Microsatellites were extracted from five whole genomes sequences namely Bombyx mori, Drosophila melanogaster, Apis mellifera, Anopheles gambiae and Tribolium castaneum.

Source of Sequences
Bombyx mori                     
http://silkworm.genomics.org.cn/
Drosophila melanogaster   ftp://ftp.ncbi.nlm.nih.gov/genomes/
Apis mellifera                      ftp://ftp.ncbi.nlm.nih.gov/genomes/
Anopheles gambiae            ftp://ftp.ncbi.nlm.nih.gov/genomes/
Tribolium castaneum          ftp://ftp.ncbi.nlm.nih.gov/genomes/

We extracted perfect and imperfect (caused by substitutions and indels) microsatellites.

Example:-

Perfect microsatellite:

consensus pattern (2 bp): AT

microsatellite sequence : AT AT AT AT AT AT AT AT AT AT AT AT AT AT AT AT AT AT AT AT

consensus sequence     :AT AT AT AT AT AT AT AT AT AT AT AT AT AT AT AT AT AT AT AT

Imperfect microsatellite:

consensus pattern (4 bp): GATA

microsatellite sequence : GATA GATC GATA GAT- GATA GATA

consensus sequence     :GATA GATA GATA GATA GATA GATA

Size of microsatellites was restricted as follows

 

Repeat type
Copy no
Length
Mono
15
15
Di
7.5
15
Tri
5
15
Tetra
5
20
Penta
5
25
Hexa
5
30

The whole genome sequences were submitted to tandem repeat finder version 4 (http://tandem.bu.edu/trf/trf.html) to extract microsatellites.

Input to the program consists of the following parameter

Match
Mismatch
Indel
2
-4
-7
2
-5
-7

 

Detection Parameters: Matching probability Pm = 0.80 and indel probability Pi = 0.10

A minimum alignment score 30. Microsatellites which meets or exceeds the alignment score are reported.

The microsatellites were extracted using two sets of parameters 2,-4,-5 and 2,-5,-7 to maximise the number of microsatellites within the defined limits.
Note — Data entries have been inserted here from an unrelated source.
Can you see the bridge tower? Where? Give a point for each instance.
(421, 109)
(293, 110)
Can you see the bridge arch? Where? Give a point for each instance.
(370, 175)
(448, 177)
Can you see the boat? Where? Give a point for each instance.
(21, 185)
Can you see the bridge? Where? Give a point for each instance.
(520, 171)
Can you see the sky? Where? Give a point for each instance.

Further, these were combined and redundancy was removed. Since TRF extracts microsatellites with a constraint to generate the best possible score for a repeat stretch, it often returns repeats such as “(AAAAA)5” for a nucleotide stretch of 25 'A's, instead of (A)25. Such errors were corrected during verification stage.

Extraction of Repetitive Elements and Genes :

Repetitive elements: Short stretches of DNA with the capacity to move between different points within a genome.
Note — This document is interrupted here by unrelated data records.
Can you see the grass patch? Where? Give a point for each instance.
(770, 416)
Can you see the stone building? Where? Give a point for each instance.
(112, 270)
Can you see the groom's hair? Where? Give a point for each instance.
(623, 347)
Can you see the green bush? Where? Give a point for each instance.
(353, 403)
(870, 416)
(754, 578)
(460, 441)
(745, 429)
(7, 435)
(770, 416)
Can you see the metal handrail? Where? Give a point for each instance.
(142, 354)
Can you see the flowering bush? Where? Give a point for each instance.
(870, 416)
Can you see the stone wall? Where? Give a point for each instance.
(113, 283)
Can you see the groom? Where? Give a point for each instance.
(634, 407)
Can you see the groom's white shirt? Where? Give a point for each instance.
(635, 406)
The insect genomes were submitted to repeat masker (http://www.repeatmasker.org/) to extract the repetitive elements.

Genes: A unit of hereditary information. A gene is a piece of a DNA molecule that specifies the production of a particular protein.
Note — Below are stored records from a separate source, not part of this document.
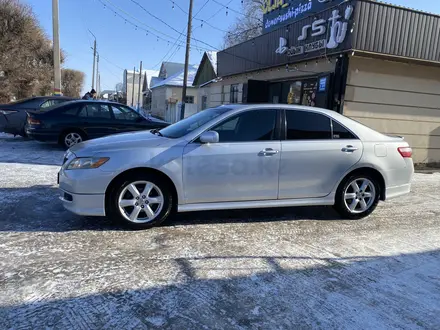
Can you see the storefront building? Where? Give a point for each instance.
(374, 62)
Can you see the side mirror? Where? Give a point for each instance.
(209, 137)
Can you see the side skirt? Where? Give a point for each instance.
(328, 200)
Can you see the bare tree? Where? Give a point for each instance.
(72, 82)
(247, 26)
(26, 59)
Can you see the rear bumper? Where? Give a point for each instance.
(85, 205)
(41, 135)
(394, 192)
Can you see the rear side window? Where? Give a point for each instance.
(124, 113)
(340, 132)
(304, 125)
(48, 103)
(96, 111)
(71, 111)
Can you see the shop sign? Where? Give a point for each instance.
(277, 13)
(338, 29)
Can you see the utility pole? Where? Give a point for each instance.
(139, 88)
(134, 82)
(94, 59)
(56, 49)
(98, 86)
(185, 73)
(97, 77)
The masked sequence from Repeat masker was submitted to Genscan (http://genes.mit.edu/GENSCAN.html) to extract genes.

Locations of microsatellites were found based on the indices of repetitive elements and genes. If a microsatellite is placed on both gene and repetitive element then it is shown that it is present on repetitive element.

Extraction of Compound Repeats

A compound microsatellite repeat is defined here as an occurrence of two or more microsatellites contiguously with intervening non-repeat sequence of <= 70 bp.

Extraction of microsatellite families

A microsatellite family consists of all those microsatellites occurring in a genome, which possess highly matching flanking sequences, the stringency of the sequence match being: percentage match=95% and alignment length= 85%.

Please note that various authors describe microsatellite family as a set of microsatellites with similar features, most often the repeat motif. However, in the context of present study, microsatellite family members are paralogues for the flanking sequences.

100bp of 5' and 3' flanking sequences of  each microsatellite were extracted. The sequence match was done by performing all versus all blast with parameters e=1, match=95% and alignment length= 85%. Grouping of microsatellites based on sequence match (both +/+ and +/- alignments) was done using a perl script.